A series of “near misses” between delivery vehicles and pedestrians at the South Parks Road entrance to University Parks has highlighted the importance of the recent proposal for a new pedestrian path alongside the park. The existing route is currently the only vehicle entrance to the park and a busy thoroughfare for joggers, families, dog walkers and other pedestrians, causing much concern over potential accidents. The use of headphones and mobile phones by walkers and runners has further complicated the situation at the busy entrance. 

Aware that vehicles cannot be relocated, Oxford City Council has submitted a plan for a new pedestrian path running between the parks and the University Science Area, offering a direct, landscaped route for residents to use safely instead of crossing the South Parks Road entrance, “mitigat[ing]” the risk of accidents in the area. The path’s construction would not include digging and would avoid disrupting nearby tree roots.
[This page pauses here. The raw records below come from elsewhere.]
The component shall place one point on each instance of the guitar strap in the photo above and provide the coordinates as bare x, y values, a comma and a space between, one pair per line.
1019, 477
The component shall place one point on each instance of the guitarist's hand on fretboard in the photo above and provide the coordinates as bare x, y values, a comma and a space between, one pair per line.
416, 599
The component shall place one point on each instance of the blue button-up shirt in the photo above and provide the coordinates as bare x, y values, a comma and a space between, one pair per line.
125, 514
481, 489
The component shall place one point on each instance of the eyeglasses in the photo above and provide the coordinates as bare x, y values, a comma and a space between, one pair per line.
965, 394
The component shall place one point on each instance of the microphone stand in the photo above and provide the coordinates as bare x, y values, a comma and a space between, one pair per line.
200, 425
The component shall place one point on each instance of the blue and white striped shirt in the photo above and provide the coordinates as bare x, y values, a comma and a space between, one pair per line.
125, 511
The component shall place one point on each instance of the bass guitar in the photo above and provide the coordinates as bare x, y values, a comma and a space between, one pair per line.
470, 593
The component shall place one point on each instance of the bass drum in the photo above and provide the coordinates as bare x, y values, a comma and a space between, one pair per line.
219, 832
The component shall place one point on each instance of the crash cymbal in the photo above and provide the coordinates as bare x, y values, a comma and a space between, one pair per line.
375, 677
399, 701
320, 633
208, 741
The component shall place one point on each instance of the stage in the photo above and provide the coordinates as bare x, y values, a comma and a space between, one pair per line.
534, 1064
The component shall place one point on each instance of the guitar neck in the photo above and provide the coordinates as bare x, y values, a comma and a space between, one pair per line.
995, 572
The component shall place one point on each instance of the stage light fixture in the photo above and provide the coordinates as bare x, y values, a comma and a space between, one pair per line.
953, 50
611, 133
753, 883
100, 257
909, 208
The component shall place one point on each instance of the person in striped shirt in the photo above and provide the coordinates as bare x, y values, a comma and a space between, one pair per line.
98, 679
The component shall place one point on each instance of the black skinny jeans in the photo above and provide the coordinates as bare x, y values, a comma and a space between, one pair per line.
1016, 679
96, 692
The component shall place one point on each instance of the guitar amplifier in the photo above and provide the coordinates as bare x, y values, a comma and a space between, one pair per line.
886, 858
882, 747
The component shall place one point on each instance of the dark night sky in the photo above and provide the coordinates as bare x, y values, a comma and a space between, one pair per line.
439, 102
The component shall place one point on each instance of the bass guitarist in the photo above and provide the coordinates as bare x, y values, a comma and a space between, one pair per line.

University Parks Superintendent Dr Carolyn Jenkins has stressed that although risk cannot be eliminated and the South Park entrance will remain open to the public, this plan will greatly increase the safety of pedestrians by offering traffic an alternative route.  

University Parks Management told Cherwell: “The new pedestrian path will be created in summer 2024 to offer an alternative to the current shared vehicle and pedestrian route from the South Lodge entrance. It allows pedestrians to walk behind the mixed border instead of on the roadway. This should improve their experience of walking through the Parks, providing a more direct, vehicle-free route from South Parks Road heading north before joining Thorn Walk again at the junction with South Walk.” 

Commenting on the “tricky corner,” City Councillor Anna Railton expressed her support of any proposal which “reduces conflict between pedestrians and vehicles.” The recent “near misses” have further drawn attention to the necessity of action. 

In response to the new pedestrian path some residents have returned to the popular request for dropping the bike ban within the parks. However, the University has made clear their “firm” stance that in order to ensure the parks are “a peaceful space for everyone to enjoy” cycling will not be allowed, even after the temporary lift of the ban in 2023. Instead, they hope this new path, where dogs off-lead, children, and joggers can move about freely with peace of mind, will increase the overall safety of the area.